Immigration reform. A hotbed of controversy with valid issues and logical fallacies on all fronts.
Open borders is a valid proposition arriving at an inopportune occasion. Some argue that it is a clear threat to national sovereignty, while others argue it is necessary for truly free and open commerce between nations and individuals alike. From a libertarian perspective, it seems to me that the current debate poses a moral and ethical trap.
Milton Friedman knew what he was talking about when he argued that we as a nation can have either open borders or a welfare state, but not both.
Sustaining a welfare state and open borders simultaneously would spell the doom of our society inside of a generation as we would be flooded with unskilled migrants and our homelessness rate would spiral even further out of all conceivable control. This would not even be the worst of this catastrophe. It is a sucker’s play that we are pulled into this debate as our social safety net is more attractive to the third world than ever before with no audible discussion on it to be found in the mainstream.
The debate comes at a very poor time in our nation’s history. Americans are flooded with daily reports of larger and larger caravans of migrants, not only from South America and Mexico, but now even from Africa. We are greeted with reports of rumors seeded in impoverished third world communities of how easy it is to cross our borders and acquire welfare and food subsidies. These reports should get more attention than the caravans themselves.
Back in 2013, Judicial Watch reported on a scandal involving SNAP benefits being advertised south of the border at public expense.
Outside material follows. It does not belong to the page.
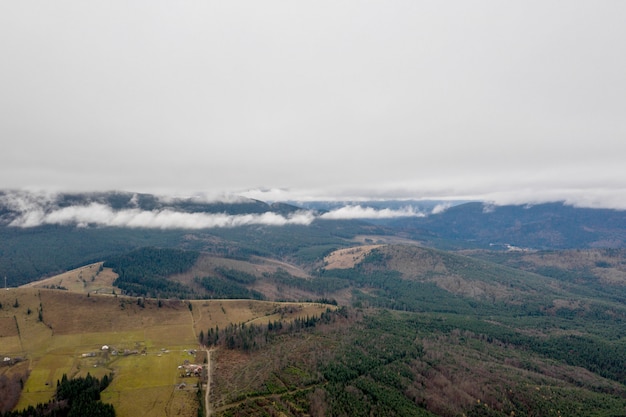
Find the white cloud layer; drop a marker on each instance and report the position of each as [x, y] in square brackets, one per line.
[349, 100]
[358, 212]
[33, 209]
[96, 214]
Since then, reports have occasionally surfaced of this being a recurring problem. This illustrates in bold relief the corruption of the left-wing side of the bipartisan Open Borders Lobby, which appears to desire both open borders and a welfare state. Clearly against the advice of Milton Friedman.
The carrot on a stick of SNAP benefits being exposed nearly a decade ago illustrates that reports of such aforementioned rumors could very well have a basis in reality as a coordinated effort.
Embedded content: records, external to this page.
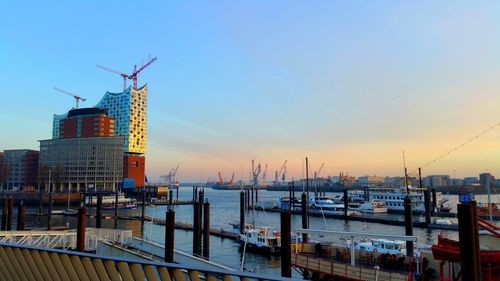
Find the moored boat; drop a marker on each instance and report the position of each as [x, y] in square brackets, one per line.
[263, 240]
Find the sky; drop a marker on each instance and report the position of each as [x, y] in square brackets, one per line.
[350, 84]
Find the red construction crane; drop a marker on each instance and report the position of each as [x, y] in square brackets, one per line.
[77, 98]
[124, 75]
[132, 76]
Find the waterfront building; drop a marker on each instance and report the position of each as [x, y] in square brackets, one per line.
[470, 181]
[486, 180]
[128, 108]
[370, 181]
[56, 122]
[19, 168]
[436, 180]
[117, 114]
[86, 123]
[82, 163]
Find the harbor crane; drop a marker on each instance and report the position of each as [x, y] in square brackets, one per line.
[77, 98]
[132, 76]
[277, 174]
[255, 173]
[264, 174]
[170, 177]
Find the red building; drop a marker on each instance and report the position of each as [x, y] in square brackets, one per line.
[134, 168]
[87, 123]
In early July 2014, there was a minor debate in the Wall Street Journal about constitutional amendments guaranteeing open borders. In the first article by L. Gordon Crovitz, he proposed an amendment reading simply,’There Shall Be Open Borders’. In the rebuttal by Joseph Hodonsky, it is added, ‘But No Free Lunches’. Mr. Hodonsky soberly observes that in our present climate, open borders is a sure-fire means to achieve a population competing with India or China virtually overnight.
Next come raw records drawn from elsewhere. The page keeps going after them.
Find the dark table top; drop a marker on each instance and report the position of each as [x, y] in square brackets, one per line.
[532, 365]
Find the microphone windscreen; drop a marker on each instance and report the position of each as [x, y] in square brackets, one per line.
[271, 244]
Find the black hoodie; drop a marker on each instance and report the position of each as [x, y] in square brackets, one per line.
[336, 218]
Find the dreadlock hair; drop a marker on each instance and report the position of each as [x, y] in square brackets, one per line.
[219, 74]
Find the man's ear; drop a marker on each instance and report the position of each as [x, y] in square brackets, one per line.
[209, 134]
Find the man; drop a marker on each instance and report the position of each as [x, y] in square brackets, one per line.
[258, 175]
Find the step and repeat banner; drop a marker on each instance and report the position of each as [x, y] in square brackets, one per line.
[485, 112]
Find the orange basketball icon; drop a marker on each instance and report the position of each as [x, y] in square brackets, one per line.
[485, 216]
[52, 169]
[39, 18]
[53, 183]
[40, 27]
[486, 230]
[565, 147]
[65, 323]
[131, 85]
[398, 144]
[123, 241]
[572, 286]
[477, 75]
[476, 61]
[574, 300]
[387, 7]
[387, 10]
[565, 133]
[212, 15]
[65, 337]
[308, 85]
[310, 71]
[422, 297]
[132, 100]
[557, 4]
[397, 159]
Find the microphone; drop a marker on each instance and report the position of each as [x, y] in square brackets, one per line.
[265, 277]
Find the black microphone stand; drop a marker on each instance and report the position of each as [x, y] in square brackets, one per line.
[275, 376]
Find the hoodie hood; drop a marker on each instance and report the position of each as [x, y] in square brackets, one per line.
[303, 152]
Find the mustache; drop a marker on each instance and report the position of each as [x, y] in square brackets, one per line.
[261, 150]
The libertarian movement would be best served by avoiding this subject in favor of continuing to formulate arguments against the welfare state and how to maximize prosperity for all in anticipation of the day when the debate over national boundaries can be had without risking the creation of excessive strain on our social safety nets.
We who agree with what Rothbard and Friedman had to say on sovereignty and commerce need to step back and take stock of our social priorities before going down this deeply controversy-ridden path. A failure to do this could drastically undermine the viability of either, as warned decades ago by Milton Friedman.